The attraction here (beyond, dare I say it, forcing out a deal that you couldn’t do with a more normal allotment of shares) is to create the banker’s “IPO pop.” This initial positive reaction (or “pop”) in the market is believed to bring positive media coverage to the deal and create immediately happy shareholders. I’m actually ambivalent to the need for the “pop.” The IPO process is inherently flawed as it’s not focused on matching up the right kind of investors with the right kind of stock. But the reality is our IPO process does work and our investment bankers do a great job at feeding America’s engine and entrepreneurial spirit by driving a process that, at the end of the day, funds some our best ideas. So the point of this piece is not to attack the “pop” or traditional process, but rather the dangerous greed that circles the Sliver IPO and more importantly, the potential longer-term ramifications that this greed might have on those companies that choose to employ it.
The bottom line is that the creation of artificial demand, supported by momentum investors and limited float, will not be healthy for any company long-term unless it grows like Apple. First, visibility to quality investors will ultimately become limited if the stock retains a multiple that it doesn’t deserve. Second, the stock’s appreciation causes sell-side analysts to creep their estimates up to justify inflated valuation targets. All of this raises the pressure on corporate managers and IR teams to raise performance guidance and thus, expectations can get away from the new company fairly quickly. Eventually, this vicious cycle will clearly test the communications skills of these new CEOs and CFOs, many of whom may have never dealt with public shareholders before.

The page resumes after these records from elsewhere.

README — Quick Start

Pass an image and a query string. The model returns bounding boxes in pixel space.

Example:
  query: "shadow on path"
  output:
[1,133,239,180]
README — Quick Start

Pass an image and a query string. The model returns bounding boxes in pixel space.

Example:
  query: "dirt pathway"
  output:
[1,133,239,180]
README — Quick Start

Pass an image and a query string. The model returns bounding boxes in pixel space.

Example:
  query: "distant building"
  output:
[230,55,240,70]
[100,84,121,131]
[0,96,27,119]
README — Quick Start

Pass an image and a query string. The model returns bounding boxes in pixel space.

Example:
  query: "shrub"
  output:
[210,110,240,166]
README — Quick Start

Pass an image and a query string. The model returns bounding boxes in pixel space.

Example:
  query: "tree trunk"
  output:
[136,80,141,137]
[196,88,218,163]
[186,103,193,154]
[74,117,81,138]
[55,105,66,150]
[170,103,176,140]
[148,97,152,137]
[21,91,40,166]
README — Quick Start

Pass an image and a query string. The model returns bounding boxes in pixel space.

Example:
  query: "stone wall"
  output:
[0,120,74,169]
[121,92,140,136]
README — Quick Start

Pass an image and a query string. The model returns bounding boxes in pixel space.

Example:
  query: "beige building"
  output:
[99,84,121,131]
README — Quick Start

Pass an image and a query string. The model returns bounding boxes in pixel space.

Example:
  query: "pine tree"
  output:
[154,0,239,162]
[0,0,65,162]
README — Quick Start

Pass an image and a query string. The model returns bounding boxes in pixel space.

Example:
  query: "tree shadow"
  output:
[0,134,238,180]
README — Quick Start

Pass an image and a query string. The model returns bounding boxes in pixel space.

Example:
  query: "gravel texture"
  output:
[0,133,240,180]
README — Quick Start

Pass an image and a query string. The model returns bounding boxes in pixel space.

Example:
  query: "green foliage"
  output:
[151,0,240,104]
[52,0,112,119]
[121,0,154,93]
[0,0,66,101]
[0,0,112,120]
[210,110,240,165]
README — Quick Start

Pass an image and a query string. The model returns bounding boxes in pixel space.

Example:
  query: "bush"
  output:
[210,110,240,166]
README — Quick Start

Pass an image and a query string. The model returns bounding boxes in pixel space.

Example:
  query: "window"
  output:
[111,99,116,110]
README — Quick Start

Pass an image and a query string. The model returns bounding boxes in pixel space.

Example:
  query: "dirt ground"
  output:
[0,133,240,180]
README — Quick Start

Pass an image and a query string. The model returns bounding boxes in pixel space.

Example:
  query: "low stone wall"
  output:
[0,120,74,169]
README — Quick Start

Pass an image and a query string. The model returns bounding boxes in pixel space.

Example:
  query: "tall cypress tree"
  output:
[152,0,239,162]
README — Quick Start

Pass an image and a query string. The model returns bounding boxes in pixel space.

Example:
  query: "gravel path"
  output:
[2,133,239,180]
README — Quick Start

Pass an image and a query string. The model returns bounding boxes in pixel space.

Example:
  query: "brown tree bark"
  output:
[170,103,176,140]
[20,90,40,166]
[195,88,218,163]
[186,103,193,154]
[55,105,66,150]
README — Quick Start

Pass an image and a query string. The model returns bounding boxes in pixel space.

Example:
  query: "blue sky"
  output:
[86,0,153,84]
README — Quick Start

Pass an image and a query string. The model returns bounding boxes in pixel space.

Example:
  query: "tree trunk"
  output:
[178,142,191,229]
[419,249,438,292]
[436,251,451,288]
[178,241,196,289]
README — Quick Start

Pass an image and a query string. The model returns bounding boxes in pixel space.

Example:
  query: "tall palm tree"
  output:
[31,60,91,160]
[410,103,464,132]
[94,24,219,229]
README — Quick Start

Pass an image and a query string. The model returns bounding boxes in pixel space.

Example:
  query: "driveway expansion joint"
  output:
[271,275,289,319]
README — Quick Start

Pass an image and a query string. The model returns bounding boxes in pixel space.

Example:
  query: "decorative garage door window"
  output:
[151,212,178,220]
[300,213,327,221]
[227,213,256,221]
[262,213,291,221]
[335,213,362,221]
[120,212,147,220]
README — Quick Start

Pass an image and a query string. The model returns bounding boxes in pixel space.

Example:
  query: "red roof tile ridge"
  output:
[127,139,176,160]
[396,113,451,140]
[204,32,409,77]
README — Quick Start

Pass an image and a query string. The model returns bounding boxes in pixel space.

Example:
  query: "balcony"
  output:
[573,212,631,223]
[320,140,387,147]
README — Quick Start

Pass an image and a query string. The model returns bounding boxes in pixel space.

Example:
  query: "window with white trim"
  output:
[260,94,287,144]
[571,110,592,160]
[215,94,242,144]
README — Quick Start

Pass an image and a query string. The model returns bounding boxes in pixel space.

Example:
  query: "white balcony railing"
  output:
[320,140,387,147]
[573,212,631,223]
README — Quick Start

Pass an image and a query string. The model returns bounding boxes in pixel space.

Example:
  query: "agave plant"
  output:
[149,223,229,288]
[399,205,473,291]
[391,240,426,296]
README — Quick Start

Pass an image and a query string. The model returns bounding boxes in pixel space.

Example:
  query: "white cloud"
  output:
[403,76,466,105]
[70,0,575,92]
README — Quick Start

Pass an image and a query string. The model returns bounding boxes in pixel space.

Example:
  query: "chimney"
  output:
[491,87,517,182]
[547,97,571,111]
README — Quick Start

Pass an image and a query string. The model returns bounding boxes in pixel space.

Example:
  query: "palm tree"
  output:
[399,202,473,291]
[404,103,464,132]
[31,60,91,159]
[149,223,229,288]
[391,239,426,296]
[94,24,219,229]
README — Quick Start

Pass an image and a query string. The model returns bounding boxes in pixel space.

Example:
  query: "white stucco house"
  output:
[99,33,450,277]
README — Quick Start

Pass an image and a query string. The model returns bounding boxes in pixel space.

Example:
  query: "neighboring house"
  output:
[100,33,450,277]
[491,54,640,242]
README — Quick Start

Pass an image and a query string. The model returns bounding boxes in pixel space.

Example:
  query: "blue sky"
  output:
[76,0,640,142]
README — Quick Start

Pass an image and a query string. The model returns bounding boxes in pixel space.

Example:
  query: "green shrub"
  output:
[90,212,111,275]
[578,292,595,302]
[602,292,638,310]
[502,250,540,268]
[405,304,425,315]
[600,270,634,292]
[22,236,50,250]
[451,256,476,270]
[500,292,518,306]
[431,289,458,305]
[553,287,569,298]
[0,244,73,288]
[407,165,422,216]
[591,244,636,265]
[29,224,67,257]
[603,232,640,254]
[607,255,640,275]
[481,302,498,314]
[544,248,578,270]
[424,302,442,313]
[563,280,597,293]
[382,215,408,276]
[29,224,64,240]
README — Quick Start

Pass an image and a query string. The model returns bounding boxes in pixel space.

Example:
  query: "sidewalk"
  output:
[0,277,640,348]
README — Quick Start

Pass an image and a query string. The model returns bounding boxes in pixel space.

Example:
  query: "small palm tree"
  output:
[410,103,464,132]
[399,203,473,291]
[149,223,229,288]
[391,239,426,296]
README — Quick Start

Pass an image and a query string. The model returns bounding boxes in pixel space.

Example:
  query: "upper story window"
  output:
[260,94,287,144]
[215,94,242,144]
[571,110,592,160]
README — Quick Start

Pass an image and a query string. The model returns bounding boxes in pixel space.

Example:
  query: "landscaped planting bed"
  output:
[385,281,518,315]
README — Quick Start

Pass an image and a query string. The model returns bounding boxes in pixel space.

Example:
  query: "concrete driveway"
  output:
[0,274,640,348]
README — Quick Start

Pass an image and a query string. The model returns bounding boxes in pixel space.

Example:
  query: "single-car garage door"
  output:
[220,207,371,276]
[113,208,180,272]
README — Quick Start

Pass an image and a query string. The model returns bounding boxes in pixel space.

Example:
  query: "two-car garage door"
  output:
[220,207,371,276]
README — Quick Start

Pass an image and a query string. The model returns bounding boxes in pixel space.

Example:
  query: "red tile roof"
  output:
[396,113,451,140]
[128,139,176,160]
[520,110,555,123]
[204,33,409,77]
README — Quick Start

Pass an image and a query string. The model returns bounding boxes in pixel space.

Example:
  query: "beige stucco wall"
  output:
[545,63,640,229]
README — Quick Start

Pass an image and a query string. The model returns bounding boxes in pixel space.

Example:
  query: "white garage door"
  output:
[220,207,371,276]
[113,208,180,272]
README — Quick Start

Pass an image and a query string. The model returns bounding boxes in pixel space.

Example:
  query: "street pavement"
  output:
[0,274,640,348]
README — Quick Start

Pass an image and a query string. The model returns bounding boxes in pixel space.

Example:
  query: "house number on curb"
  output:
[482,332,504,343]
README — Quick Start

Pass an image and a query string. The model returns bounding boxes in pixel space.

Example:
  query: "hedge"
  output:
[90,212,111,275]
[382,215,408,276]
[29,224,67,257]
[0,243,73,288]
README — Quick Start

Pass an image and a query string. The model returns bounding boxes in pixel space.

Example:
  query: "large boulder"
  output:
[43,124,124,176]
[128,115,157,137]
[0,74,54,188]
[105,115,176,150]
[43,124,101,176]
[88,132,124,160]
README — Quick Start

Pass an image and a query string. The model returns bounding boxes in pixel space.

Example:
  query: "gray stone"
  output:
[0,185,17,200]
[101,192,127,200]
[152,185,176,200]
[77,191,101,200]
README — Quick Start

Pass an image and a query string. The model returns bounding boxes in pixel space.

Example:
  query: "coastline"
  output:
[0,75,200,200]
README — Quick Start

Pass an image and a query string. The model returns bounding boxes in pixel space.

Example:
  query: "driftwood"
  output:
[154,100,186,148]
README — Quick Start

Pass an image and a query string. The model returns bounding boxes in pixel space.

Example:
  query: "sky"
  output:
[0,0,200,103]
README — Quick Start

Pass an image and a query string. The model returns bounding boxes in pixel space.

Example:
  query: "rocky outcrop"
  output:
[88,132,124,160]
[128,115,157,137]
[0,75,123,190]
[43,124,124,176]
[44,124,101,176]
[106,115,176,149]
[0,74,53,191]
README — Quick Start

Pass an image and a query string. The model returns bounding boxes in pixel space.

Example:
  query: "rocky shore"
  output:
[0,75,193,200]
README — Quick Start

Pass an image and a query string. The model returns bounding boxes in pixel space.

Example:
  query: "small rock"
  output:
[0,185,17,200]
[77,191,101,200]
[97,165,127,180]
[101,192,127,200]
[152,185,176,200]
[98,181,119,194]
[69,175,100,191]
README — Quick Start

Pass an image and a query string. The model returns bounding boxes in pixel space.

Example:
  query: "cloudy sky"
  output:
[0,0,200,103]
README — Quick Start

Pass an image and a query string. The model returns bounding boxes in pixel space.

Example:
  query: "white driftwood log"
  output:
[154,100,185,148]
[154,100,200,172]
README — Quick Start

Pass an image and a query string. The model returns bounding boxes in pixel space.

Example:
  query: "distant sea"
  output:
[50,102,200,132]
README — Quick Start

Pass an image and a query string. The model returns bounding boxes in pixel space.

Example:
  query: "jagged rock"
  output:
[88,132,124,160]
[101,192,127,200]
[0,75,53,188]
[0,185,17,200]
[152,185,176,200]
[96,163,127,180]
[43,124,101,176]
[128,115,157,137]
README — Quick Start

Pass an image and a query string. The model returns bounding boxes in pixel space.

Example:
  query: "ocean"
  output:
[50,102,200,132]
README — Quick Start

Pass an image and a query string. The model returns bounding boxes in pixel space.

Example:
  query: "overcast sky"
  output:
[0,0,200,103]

At the end of the day, a CEO’s and CFO’s credibility is one of the most important investment appeals that any company has, and it is absolutely critical that it’s protected at all costs. For smaller companies this is even more important as their pool of investors is significantly smaller. So if you’re a company considering an IPO this year or next, I implore you to ignore today’s latest version of greed, and don’t let your banker roll the credibility dice of your senior executives by executing one of these deals. Your IPO will be successful the old fashioned way, and you won’t trade short-term success for long-term failure.
1This is actually Jim Cramer’s term and even he’s rallied against it this process as “shady” for investors.